Ahli Narkotika: Undercover Selling Narkoba Irjen Teddy Minahasa Tak Lumrah
Metode undercover selling yang dilakukan Irjen Teddy Minahasa untuk menjebak Linda Pujiastuti alias Mami Linda dinilai tak lumrah dilakukan.
Penulis: Ashri Fadilla
Editor: Adi Suhendi
Laporan Wartawan Tribunnews.com, Ashri Fadilla
TRIBUNNEWS.COM, JAKARTA - Koordinator Kelompok Ahli Badan Narkotika Nasional (BNN), Komjen Pol (Purn) Ahwil Loetan mengungkapkan bahwa metode undercover selling yang dilakukan Irjen Teddy Minahasa untuk menjebak Linda Pujiastuti alias Mami Linda tak lumrah dilakukan.
Menurutnya, dalam penjebakan hanya dikenal metode undercover buying yang berarti pembelian narkoba oleh soerang undercover agent.

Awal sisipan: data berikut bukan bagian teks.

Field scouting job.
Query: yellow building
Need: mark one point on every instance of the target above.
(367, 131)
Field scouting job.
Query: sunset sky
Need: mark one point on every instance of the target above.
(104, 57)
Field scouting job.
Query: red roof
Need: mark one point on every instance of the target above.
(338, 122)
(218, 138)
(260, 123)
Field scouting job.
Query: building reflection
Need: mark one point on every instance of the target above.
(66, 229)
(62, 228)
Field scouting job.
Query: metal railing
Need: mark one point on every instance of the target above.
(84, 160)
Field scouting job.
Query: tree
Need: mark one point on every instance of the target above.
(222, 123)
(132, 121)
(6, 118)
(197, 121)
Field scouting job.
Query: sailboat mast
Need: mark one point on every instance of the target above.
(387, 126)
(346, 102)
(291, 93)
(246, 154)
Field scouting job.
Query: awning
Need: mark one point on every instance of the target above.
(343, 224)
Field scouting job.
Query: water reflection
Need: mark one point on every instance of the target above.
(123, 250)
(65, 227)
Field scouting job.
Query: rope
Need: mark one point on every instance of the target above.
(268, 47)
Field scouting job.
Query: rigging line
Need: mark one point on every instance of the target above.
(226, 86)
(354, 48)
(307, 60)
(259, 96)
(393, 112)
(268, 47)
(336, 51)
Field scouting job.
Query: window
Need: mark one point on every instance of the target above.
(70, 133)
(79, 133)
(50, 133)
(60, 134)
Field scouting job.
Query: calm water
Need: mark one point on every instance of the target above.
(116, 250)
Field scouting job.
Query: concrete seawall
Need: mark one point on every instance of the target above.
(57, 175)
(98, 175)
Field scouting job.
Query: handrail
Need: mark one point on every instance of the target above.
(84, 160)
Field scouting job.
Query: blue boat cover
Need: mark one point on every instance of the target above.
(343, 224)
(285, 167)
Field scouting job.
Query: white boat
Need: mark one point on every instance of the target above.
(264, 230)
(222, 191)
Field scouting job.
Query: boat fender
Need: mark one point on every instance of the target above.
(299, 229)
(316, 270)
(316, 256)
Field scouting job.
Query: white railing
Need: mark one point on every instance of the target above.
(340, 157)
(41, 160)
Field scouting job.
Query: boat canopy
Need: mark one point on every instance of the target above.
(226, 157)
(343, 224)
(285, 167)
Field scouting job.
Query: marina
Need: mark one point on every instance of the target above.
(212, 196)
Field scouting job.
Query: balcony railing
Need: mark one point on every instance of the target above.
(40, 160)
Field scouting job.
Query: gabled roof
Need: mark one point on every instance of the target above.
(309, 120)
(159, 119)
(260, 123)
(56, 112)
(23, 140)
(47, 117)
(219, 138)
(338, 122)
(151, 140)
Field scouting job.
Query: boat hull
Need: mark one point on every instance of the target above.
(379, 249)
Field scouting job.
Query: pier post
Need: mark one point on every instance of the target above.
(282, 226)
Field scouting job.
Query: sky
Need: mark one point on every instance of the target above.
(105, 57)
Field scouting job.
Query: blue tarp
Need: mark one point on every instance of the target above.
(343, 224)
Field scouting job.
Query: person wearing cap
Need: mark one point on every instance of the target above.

Dalam undercover buying, seorang undercover agent berpura-pura membeli narkotika dengan pancingan berupa uang.
Bukan justru memancing dengan barang bukti narkotika, sebagaimana yang diklaim dilakukan Irjen Teddy Minahasa.
"Namanya saja undercover buying. Jadi itu harus dengan uang kita beli," kata Ahwil saat menjadi saksi ahli dalam sidang kasus narkoba atas terdakwa Irjen Pol Teddy Minahasa di Pengadilan Negeri Jakarta Barat, Senin (6/3/2023).
Jika undercover selling diterapkan, maka akan cenderung menimbulkan permasalahan baru.
Baca juga: Ahli Sebut Dakwaan Irjen Teddy Minahasa Harusnya Batal Demi Hukum Karena Dijerat Pasal Salah
Sebab, pelaku yang dijebak akan ditangkap bersama barang bukti yang sejatinya bukan miliknya.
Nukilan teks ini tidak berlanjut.